Code Louisville offers students unique online learning, career-ready training, and mentorship from experienced software development professionals. Hundreds of industry mentors have now donated a total of 15,000 hours to Code Louisville, including many program graduates. For example, more than 40% of the 91 mentors who will be appointed in 2022 are former Code Louisville students.

Today’s event is hosted by Virtual Peaker, a local energy technology company founded in 2015, along with El Toro, Humana, Switcher Studio, Waystar and UPS, and is one of the top employers for Code Louisville graduates. In total, more than 300 companies have employed at least one Code Louisville graduate over the past seven years.

“Code Louisville has been instrumental to the growth and success of Virtual Peaker’s development team and, ultimately, our technology platform,” said Dr. Bill Burke, the company’s CEO and founder. “We built our hiring strategy around this program and it has proven successful as we hired 14 full-time engineers directly from Code Louisville. We look forward to this ongoing partnership as our team continues to expand.”

Code Louisville graduate Shawn Offutt, who has been a software developer at Virtual Peaker since 2020, also talks about his experience breaking into the tech industry. “Before Code Louisville, I worked in warehouses. “Getting into tech was my goal, but I couldn’t afford to go back to school at the time,” he says. “Code Louisville helped me get promoted to front office and then transition to full-time software.
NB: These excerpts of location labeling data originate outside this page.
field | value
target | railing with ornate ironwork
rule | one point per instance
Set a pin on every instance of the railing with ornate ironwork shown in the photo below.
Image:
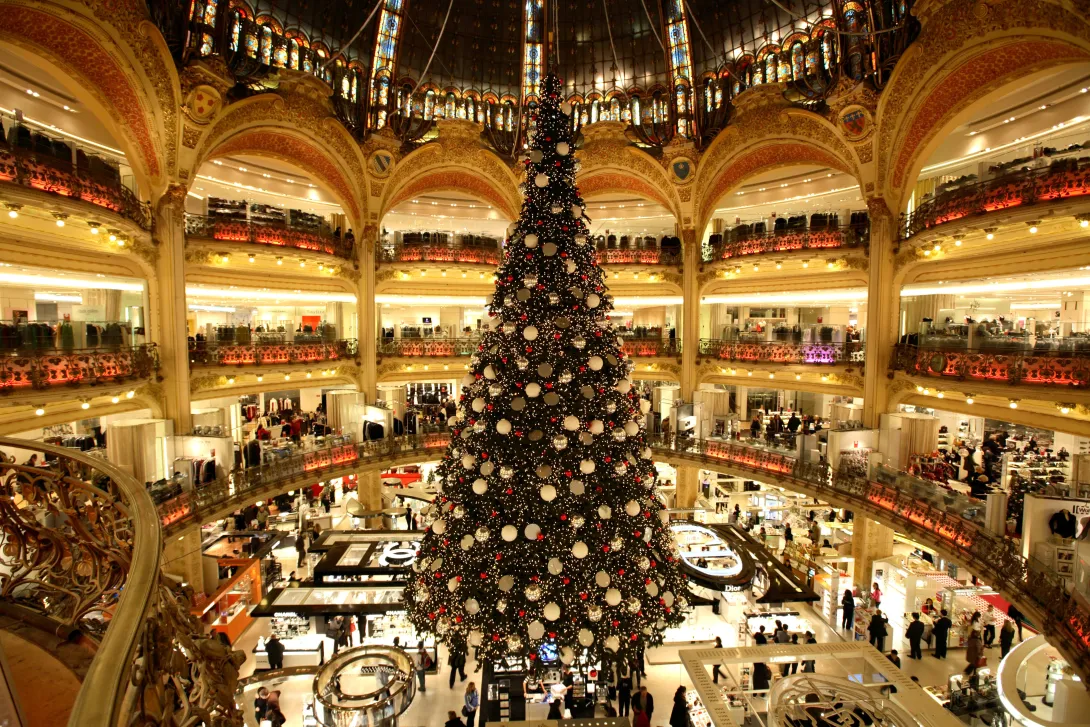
(651, 347)
(458, 251)
(1005, 366)
(638, 256)
(25, 370)
(1065, 178)
(214, 353)
(1036, 589)
(276, 234)
(784, 352)
(56, 176)
(241, 484)
(786, 241)
(82, 553)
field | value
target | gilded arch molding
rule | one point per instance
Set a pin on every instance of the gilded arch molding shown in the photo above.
(967, 49)
(456, 160)
(117, 63)
(298, 126)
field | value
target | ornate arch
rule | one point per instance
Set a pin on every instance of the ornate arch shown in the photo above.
(966, 50)
(293, 128)
(608, 158)
(765, 134)
(456, 161)
(114, 62)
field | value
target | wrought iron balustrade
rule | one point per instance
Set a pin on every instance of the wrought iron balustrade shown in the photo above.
(214, 353)
(276, 234)
(785, 352)
(427, 348)
(1009, 366)
(1065, 178)
(56, 176)
(82, 554)
(45, 368)
(784, 241)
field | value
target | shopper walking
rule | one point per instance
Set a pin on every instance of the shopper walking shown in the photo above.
(457, 659)
(1006, 638)
(877, 630)
(848, 604)
(940, 632)
(472, 702)
(975, 653)
(275, 651)
(679, 715)
(915, 635)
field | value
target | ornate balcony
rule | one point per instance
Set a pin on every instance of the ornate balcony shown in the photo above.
(1002, 365)
(783, 352)
(214, 353)
(443, 247)
(1063, 179)
(746, 241)
(41, 370)
(277, 234)
(58, 176)
(95, 578)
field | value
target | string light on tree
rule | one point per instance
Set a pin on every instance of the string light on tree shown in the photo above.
(547, 530)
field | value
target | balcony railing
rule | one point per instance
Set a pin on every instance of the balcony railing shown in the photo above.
(47, 368)
(1064, 178)
(741, 243)
(1006, 366)
(427, 348)
(57, 176)
(277, 234)
(212, 353)
(651, 347)
(784, 352)
(82, 553)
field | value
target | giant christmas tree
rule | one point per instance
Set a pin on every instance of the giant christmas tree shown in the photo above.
(547, 530)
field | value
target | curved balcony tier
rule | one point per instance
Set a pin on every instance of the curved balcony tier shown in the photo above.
(746, 240)
(782, 352)
(37, 370)
(1065, 367)
(276, 234)
(215, 353)
(1063, 179)
(56, 176)
(96, 579)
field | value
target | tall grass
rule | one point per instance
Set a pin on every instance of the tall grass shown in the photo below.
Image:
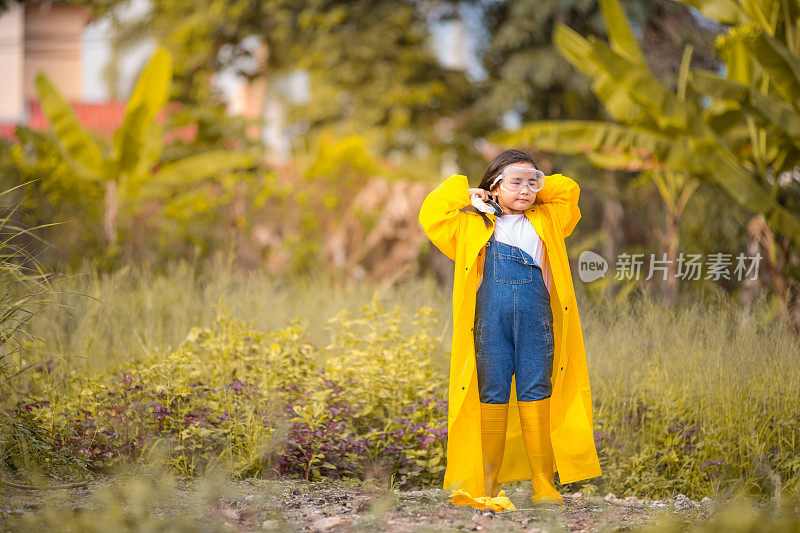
(136, 310)
(699, 398)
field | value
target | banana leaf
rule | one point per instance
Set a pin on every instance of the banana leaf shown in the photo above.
(620, 34)
(79, 148)
(193, 169)
(149, 95)
(782, 66)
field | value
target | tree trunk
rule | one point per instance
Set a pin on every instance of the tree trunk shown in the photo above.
(110, 214)
(611, 223)
(671, 244)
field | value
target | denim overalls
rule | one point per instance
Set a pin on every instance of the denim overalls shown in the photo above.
(513, 328)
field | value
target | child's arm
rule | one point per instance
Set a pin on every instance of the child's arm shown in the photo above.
(562, 193)
(439, 214)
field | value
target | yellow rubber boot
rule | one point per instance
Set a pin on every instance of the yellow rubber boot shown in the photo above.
(535, 421)
(494, 417)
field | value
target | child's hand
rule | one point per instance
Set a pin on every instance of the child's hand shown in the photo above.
(483, 194)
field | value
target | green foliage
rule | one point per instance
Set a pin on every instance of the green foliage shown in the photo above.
(228, 393)
(661, 129)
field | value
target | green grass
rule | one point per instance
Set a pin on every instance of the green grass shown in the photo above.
(135, 311)
(700, 398)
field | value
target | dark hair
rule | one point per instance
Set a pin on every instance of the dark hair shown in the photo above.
(502, 159)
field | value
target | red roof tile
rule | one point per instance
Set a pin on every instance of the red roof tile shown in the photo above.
(102, 119)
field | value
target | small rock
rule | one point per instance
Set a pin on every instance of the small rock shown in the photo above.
(326, 523)
(230, 514)
(632, 501)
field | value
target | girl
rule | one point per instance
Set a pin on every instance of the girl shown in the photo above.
(519, 398)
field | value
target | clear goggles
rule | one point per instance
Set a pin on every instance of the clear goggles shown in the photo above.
(513, 179)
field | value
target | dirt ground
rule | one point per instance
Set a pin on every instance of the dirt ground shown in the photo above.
(290, 505)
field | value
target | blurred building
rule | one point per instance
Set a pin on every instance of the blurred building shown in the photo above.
(48, 36)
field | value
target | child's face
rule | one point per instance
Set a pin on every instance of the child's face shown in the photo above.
(514, 202)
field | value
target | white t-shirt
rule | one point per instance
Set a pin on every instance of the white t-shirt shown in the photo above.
(517, 230)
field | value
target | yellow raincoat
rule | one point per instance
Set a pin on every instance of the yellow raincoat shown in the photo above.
(462, 235)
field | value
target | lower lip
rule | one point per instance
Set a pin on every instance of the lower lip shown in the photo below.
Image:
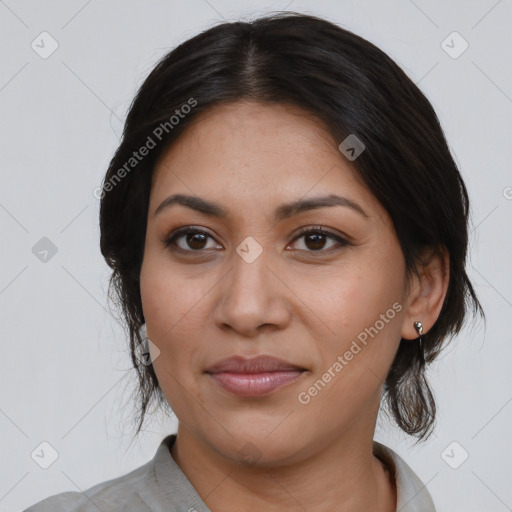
(255, 384)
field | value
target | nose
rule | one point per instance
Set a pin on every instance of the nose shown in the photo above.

Developer career. The training is absolutely top notch…everyone there is ready to help you. “

Brittney Coble, now a support operations engineer at Capella Space, also talks about the impact Code Louisville has had on her career. “Code Louisville didn’t just teach me how to code, it taught me how to solve problems so I could continue to learn and improve my skills after I graduated,” said Coble, who later mentored multiple Code teams of Louisville students.

Mayor Fischer ended today’s event by encouraging Louisville adults interested in coding and technology to sign up for the next Code Louisville training, which begins in January.


About Code Louisville

Code Louisville is free to residents of the Louisville area over the age of 18. All courses are currently remote. Participants must complete two 12-week courses in their chosen pathway to graduate. Code Louisville provides access to web development with JavaScript, user experience design (UX), data analysis with Python, quality assurance (QA) testing, and software development with C#.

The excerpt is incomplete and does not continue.